Architectural shape (one diagram's worth)¶

┌──────────────────────┐        ┌──────────────────────┐
│  @zalando/obs-api    │◄──────┤ shared types + API    │
│  (types + API pkg)   │       │ used by both SDKs     │
└──────────────────────┘       └──────────────────────┘
       ▲                              ▲
       │                              │
┌──────────────────────┐       ┌──────────────────────┐
│ @zalando/obs-sdk-node│       │@zalando/obs-sdk-brwser│
│                      │       │                       │
│ • auto-config from   │       │ • ~30 KB bundle       │
│   K8s env vars       │       │ • cherry-picked pkgs  │
│ • HTTP + Express     │       │ • sendBeacon exporter │
│   auto-instrumentat. │       │ • GDPR-gated exports  │
│ • CPU/mem/GC/        │       │ • Web Vitals:         │
│   event-loop-lag     │       │   FCP,LCP,INP,CLS     │
│ • SDK().start()      │       │ • custom histogram    │
│                      │       │   buckets per metric  │
└──────────┬───────────┘       └──────────┬────────────┘
           │                              │
           │  OTLP spans                  │  OTLP spans+metrics
           │                              │  via Skipper
           ▼                              ▼
     ┌────────────────────────────────────────┐
     │   Telemetry backend:                   │
     │   ServiceNow Cloud Observability       │
     │   (formerly Lightstep)                 │
     └────────────────────────────────────────┘

Numbers & shape¶

Datum	Value	Source
Year Node.js SDK built	2022 (end of)	Post
Year browser SDK rolled out in Rendering Engine	early 2024	Post
Node.js SDK adoption	53 applications by 2024-07	sources/2024-07-24-zalando-nodejs-and-the-tale-of-worker-threads
Peer package trialled (added page weight)	~400 KB	Post
Final browser SDK page weight	~30 KB	Post
Weight reduction via cherry-pick	>13×	Derived
Default OTel-JS histogram buckets	15 buckets, 0-10000ms	OTel source
Zalando LCP buckets (approx)	~32 buckets, 0-5000ms	Post
Zalando CLS buckets	~32 buckets, 0-2 range	Post
Core Web Vitals covered	FCP, LCP, INP, CLS	Post
Auto-instrumentations default-on (Node)	HTTP (toggle); Express.js (optional flag)	Post
Metrics default-on (Node)	CPU, memory, GC, event-loop lag	Post

Caveats¶

No numbers on client-side SDK adoption.

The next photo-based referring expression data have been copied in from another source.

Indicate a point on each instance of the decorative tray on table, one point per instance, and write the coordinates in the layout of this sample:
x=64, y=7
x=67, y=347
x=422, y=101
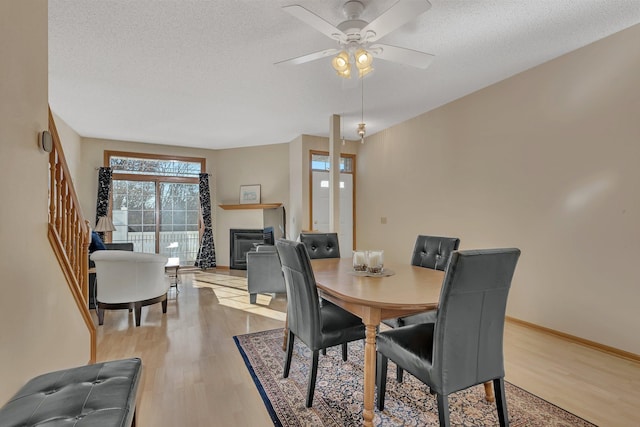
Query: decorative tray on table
x=385, y=272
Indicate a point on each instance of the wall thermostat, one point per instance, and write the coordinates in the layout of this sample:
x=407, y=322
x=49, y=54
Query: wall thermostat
x=46, y=142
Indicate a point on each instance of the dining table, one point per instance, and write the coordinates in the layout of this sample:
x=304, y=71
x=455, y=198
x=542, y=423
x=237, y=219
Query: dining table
x=399, y=290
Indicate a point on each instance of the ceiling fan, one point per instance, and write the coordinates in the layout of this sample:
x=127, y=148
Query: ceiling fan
x=354, y=36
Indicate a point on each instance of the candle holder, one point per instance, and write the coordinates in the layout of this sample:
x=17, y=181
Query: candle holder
x=359, y=261
x=375, y=261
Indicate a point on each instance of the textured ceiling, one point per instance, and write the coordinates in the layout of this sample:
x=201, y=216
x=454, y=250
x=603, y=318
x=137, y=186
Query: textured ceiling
x=200, y=73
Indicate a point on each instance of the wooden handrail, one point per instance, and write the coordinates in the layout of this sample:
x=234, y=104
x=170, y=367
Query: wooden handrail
x=69, y=232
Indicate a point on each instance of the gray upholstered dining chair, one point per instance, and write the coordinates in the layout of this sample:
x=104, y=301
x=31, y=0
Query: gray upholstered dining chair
x=321, y=245
x=463, y=347
x=318, y=326
x=429, y=252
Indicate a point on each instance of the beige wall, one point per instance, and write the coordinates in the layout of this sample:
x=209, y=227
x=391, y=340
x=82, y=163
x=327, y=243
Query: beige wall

The post names Rendering Engine as the first web framework instrumented with the browser SDK but doesn't disclose how many other Zalando frontend apps have adopted it, or what fraction of page loads are now instrumented. The 53-app figure from the prior post is Node.js-only.
No numbers on WAF false-positive rate. The web-checkout-WAF-block scenario is the motivating example for the browser SDK, but the post doesn't disclose what the post-rollout measurement of customer-facing false-positives was — presumably available in the client-side trace data but not reported here.
No disclosure on how custom-histogram-bucket values were chosen. The LCP buckets look approximately log-normal around 800ms; no disclosure whether these were derived from observed p50-p99 shape, Google Web Vitals thresholds (good ≤2500ms, needs-improvement ≤4000ms, poor >4000ms), or manual tuning.
No data on CBO migration progress. Moving CBOs to the client is named as the next step; the post doesn't report how many CBOs have been migrated or what the alert- precision lift has been.
Decommissioning timeline for the custom RUM service not stated. "We no longer need our custom setup to collect metrics and can happily de-commission it soon" — no date, no ownership transition detail.
OTel events API roadmap for browser metrics not committed. The author flagged it at KubeCon Paris as a better shape for single-value metrics than histograms but there is no commitment or timeline to migrate bucket-based CWV metrics to the events API.
The post promises the SDK internal shape "in a subsequent post" (per the worker-threads article), and while this post delivers some of the shape, it stops short of the internal architecture of the Node SDK (how the wrapper proxies OTel methods, how auto-instrumentations are registered, exporter configuration defaults). A third post may eventually fill this in.
GDPR consent mechanism is not detailed — how the SDK obtains the consent signal (cookie? consent-manager SDK? prop?), and what the degradation shape is when the user hasn't consented (spans are buffered and discarded? not created at all?) are not covered. The pattern is named but the implementation isn't.